# Show root using Banach Fixpoint

I'm required to show that: $$f(x) = e^x - 4x$$ has a root in $$(0,1)$$ using the Banach Fixpoint theorem.

The fact that $$f((0,1)) \neq (0,1)$$ confuses me. How do I proceed without knowing that $$f$$ isn't a map of a set onto itself?

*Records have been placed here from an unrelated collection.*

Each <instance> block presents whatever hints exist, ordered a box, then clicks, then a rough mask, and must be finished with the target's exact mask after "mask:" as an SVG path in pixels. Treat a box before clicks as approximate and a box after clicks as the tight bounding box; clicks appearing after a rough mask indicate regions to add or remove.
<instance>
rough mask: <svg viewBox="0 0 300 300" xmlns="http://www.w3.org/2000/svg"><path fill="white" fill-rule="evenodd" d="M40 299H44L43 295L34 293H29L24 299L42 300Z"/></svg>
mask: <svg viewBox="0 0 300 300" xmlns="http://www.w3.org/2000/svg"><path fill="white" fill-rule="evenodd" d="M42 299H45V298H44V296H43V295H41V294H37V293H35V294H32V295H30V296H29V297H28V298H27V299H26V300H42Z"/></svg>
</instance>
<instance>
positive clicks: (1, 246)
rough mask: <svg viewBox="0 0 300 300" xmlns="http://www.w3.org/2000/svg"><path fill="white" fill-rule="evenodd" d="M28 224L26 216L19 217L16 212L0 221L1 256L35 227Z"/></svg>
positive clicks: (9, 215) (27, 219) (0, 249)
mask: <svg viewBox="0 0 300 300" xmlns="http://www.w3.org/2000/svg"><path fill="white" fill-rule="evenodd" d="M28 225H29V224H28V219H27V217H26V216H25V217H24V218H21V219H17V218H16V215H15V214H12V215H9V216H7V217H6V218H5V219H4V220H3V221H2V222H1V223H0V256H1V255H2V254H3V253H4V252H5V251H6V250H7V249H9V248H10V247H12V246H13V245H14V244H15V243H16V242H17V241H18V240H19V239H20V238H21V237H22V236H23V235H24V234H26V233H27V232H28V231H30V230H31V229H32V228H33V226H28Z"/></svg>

• You may try some curve sketching and find a domain so that $f(D) \subseteq D$. – GNUSupporter 8964民主女神 地下教會 Feb 12 at 15:58
• @GNUSupporter8964民主女神地下教會 How would I go about finding such a domain $D$? – user7802048 Feb 12 at 16:11
• Sorry. I think my previous comment isn't correct. Perhaps we need to divide $f$ by a certain constant, so that $f$ is a contraction. – GNUSupporter 8964民主女神 地下教會 Feb 12 at 16:17

## 1 Answer

You have to reformulate the requirement $$f(x^\star) = e^{x^\star} -4x^\star = 0$$ for a root such that the root $$x^\star$$ is a fixpoint of a function $$g(x)$$, that is $$g(x^\star) = x^\star$$. This is the case for $$g(x) = f(x)/4 +x = e^x/4$$.

Now you have to show that $$g(0,1) \subset (0,1)$$ and $$|g'(x)|<1$$ on $$x \in (0,1)$$. Then, there is a fixpoint in $$(0,1).$$